July 01, 2020

NAFCU reiterates call for GLBA exemption to ULC's data privacy law

data securityNAFCU and several other organizations Tuesday sent additional comments to the Uniform Law Commission (ULC) on its updated draft of the proposed Collection and Use of Personally Identifiable Data Act reiterating that the drafting committee should include an exemption for Gramm-Leach-Bliley Act (GLBA)-covered financial institutions.

The drafting committee, created by the ULC to create a uniform data privacy and security law, released the updated draft at its May meeting.
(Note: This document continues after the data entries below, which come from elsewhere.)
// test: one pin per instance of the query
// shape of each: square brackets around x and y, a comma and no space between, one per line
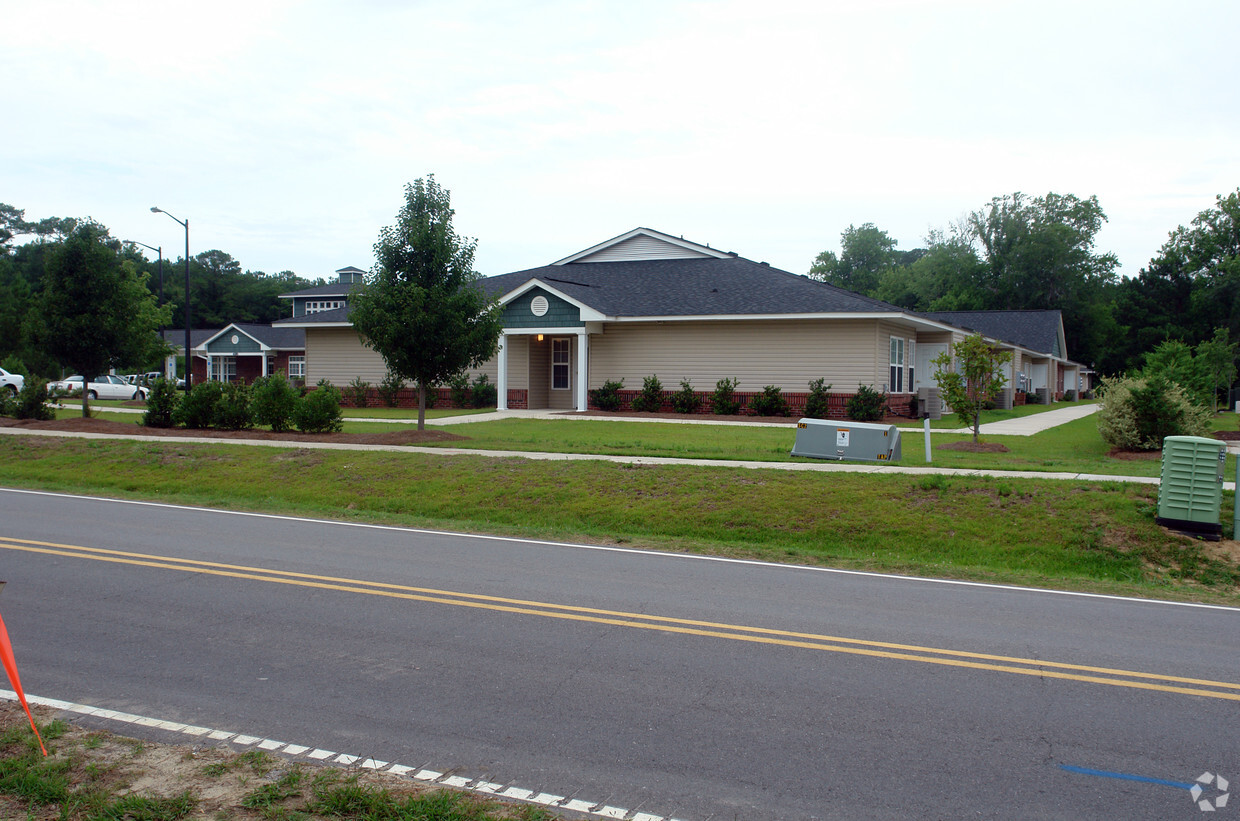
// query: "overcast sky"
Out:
[285,132]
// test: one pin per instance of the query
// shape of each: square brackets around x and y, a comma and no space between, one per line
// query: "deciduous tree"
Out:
[96,310]
[422,308]
[970,376]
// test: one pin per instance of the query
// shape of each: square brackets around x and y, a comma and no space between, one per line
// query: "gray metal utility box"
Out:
[847,440]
As states consider their own data security and privacy standards, this draft law will serve as an important model to promote a uniform state law. 

"Data privacy and security legislation are critical in an increasingly digital world and, while we recognize the necessity of such legislation, a balance must be struck between consumer protections and workability of the provisions in such bills by business," the groups wrote in the letter sent Tuesday. "It is in the interest of all consumers that laws in this arena are written with a clear understanding of the issues, are forward-thinking with respect to advancing technologies, and are not designed to be punitive for businesses that act in good faith."

The letter explicitly details financial institutions' compliance with the GLBA and why this exemption should be included in the ULC's act, and also calls for an exemption for data covered by the Fair Credit Reporting Act.

In addition, the groups highlight concerns about proposed enforcement, arguing that "enforcement policy must be implemented in a way that accounts for society's interests in privacy and innovation," and about reverting certain already publicly-available data to private information.

NAFCU has continuously advocated for a national privacy and data security standard so credit unions are not subject to multiple privacy frameworks and will continue to monitor the committee's efforts and provide feedback on the drafted laws, both in writing and at meetings, to reflect credit unions' needs on this issue.

NAFCU is a leader in calling for uniform, national data security and privacy standards. The association has a whitepaper that outlines a set of six key data privacy principles.

The association has urged the California attorney general to exempt credit unions from the state's privacy law – which took effect Jan. 1 – as the industry already complies with the GLBA. It also recently reiterated its call for a national data security and privacy standards to Congress.

NAFCU will continue to advocate for uniform federal standards – not a patchwork of state privacy laws.